LHENA held the first community meal in November. Melamed and his girlfriend Alex Beaumont prepared a massive pot of vegetable soup. As it’s grown, more options have been added, and more people have offered to chip in.
The meals have all been held at SpringHouse Ministry Center at 28th & Lyndale, technically in the Whittier neighborhood. SpringHouse building use coordinator Deb Murphy said Melamed reached out to her about potentially hosting the meals there and preparing them in SpringHosue’s large kitchen.
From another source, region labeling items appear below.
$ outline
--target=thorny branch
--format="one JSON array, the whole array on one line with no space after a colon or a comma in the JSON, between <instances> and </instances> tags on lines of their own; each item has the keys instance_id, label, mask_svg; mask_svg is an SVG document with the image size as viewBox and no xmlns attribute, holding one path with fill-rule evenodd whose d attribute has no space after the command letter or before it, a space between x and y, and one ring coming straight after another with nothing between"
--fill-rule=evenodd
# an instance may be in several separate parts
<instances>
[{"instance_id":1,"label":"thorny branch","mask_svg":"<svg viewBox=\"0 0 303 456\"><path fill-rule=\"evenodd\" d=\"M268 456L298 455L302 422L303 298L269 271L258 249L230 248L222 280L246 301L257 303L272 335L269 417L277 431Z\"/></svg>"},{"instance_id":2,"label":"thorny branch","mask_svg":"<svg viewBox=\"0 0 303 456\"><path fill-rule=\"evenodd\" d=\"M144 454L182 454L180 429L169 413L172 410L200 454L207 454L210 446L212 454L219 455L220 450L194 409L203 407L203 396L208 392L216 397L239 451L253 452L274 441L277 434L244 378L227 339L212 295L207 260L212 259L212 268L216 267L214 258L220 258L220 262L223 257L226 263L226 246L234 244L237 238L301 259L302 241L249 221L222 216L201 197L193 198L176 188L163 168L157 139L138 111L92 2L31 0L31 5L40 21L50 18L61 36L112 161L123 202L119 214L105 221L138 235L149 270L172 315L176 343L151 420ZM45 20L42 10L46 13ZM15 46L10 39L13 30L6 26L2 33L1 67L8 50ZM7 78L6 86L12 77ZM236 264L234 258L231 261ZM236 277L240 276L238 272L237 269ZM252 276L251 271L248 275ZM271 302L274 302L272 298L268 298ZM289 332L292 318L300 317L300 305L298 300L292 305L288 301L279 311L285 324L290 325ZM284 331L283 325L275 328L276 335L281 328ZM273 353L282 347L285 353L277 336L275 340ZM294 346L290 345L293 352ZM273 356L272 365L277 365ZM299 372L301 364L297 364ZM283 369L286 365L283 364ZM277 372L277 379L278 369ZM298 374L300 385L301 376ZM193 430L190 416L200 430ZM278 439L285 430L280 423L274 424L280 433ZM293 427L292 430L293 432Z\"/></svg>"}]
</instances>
“We were very happy to have the space be used for something of that nature,” Murphy said.
The menu on Jan. 8 featured a vegetable soup, beef chili and a curried squash soup. Each meal, they try to shoot for at least one vegan and one gluten free option, Beaumont said.
The crowds have been consistent, with between 20 and 30 people coming to the bi-monthly meals.
“It always seems to be some regulars and a few new faces,” Beaumont said.
Isaac Johnson originally came to Minneapolis from Pennsylvania to attend the University of Minnesota. He moved back to the Wedge area a few months ago. He said he’d wanted to get involved in the community for a while, and when he met Melamed and Beaumont at a coffee shop that proved to be the nudge he needed.
“I think the core is the conversation and meeting people, and the soup is just a vehicle for that,” Johnson, who prepared the curried squash soup with his partner, said.
For longtime area residents like Glenn Crown and Bonnie Bond, both of whom say they’ve lived here for about 35 years, the meal has been a welcome gathering and a chance to meet neighbors.
“And the food is good,” Crown, who volunteers at SpringHouse through United Church of Christ, added.
The last scheduled community meal will take place on Jan. 22 at SpringHouse. Melamed told diners at Tuesday’s meal that they’re considering bringing them back in the spring in more of an outdoor, picnic setting. He’s also hopeful that people who have enjoyed the meals will champion the efforts going forward.
“I would love for it to take on a life of its own,” Melamed said.